Smarsh is a Business Reporter client.

Financial services organisations are increasingly leaning on AI-powered tools to navigate heightened regulatory demand and optimise their risk postures. These tools enable forward thinkers to respond with agility to changing market conditions.

As the compliance perimeter expands to additional areas such as board governance and third-party risk management, financial institutions must consider AI a pivotal element of compliance and risk management strategies.

Discussions with global financial leaders and compliance professionals reinforce the need for AI solutions to scale operations and detect risk. Increased scale creates significant opportunities for banks to leverage vast amounts of communications data, increasing visibility within their operations and enhancing their ability to detect problems early.

These discussions enabled us to zero in on three primary AI-powered compliance use cases that have emerged for large financial enterprises:

1. Integrating intelligence into legacy systems

Using data analytics and machine learning, compliance teams can dramatically reduce the time needed to verify false positives and better detect true risk. Organisations leverage these benefits using AI to access and analyse data from their legacy archives. To do so, firms must understand what data they have available, where that data is stored and the infrastructure needed to retrieve and analyse it. This requires close collaboration with IT, infosec and potentially cyber-security teams.

2. Communications surveillance for market misconduct

Regulators worldwide require financial services firms to capture their communications data, store and archive that data according to regulatory requirements, and analyse it for misconduct. AI enables scale, eliminates noise and strengthens organisations’ efforts to surface actual red flags.

Traditionally, compliance teams used lexicons to search communications for terms indicative of misconduct. These searches relied on keywords to generate alerts. While lexicons are still in use at some organisations today, the volume of alerts generated – and the abundance of false positives found within those alerts – is overwhelming compliance teams. Natural language processing (NLP) allows compliance teams to swiftly detect malicious trader behaviour in written or spoken communications, enhancing the monitoring process.

3. Market surveillance beyond language-based communications

As technology and regulations evolve, financial organisations must recognise and adapt to an expanding surface area of risk. Firms gain a comprehensive view of the broader market, as well as employee activity, by expanding surveillance beyond literal language-based communications.
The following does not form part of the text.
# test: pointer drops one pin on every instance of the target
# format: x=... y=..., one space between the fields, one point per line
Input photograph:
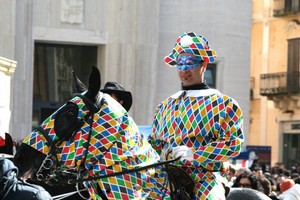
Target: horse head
x=90 y=135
These efforts provide a more holistic and more actionable view of what’s taking place beyond company-registered communication channels.

“Surface area of risk” expands far beyond text- and audio-based digital communications. As a result, these more extensive areas of market and trade surveillance are becoming an increasingly higher priority for banks – and fertile terrain for early AI applications.

Our technology-driven world continues to progress and evolve, and so must financial institutions. With the incorporation of AI and the benefits that result from its adoption, banks can no longer rely on the “old ways”. It’s time for financial institutions to understand AI – and the future of compliance.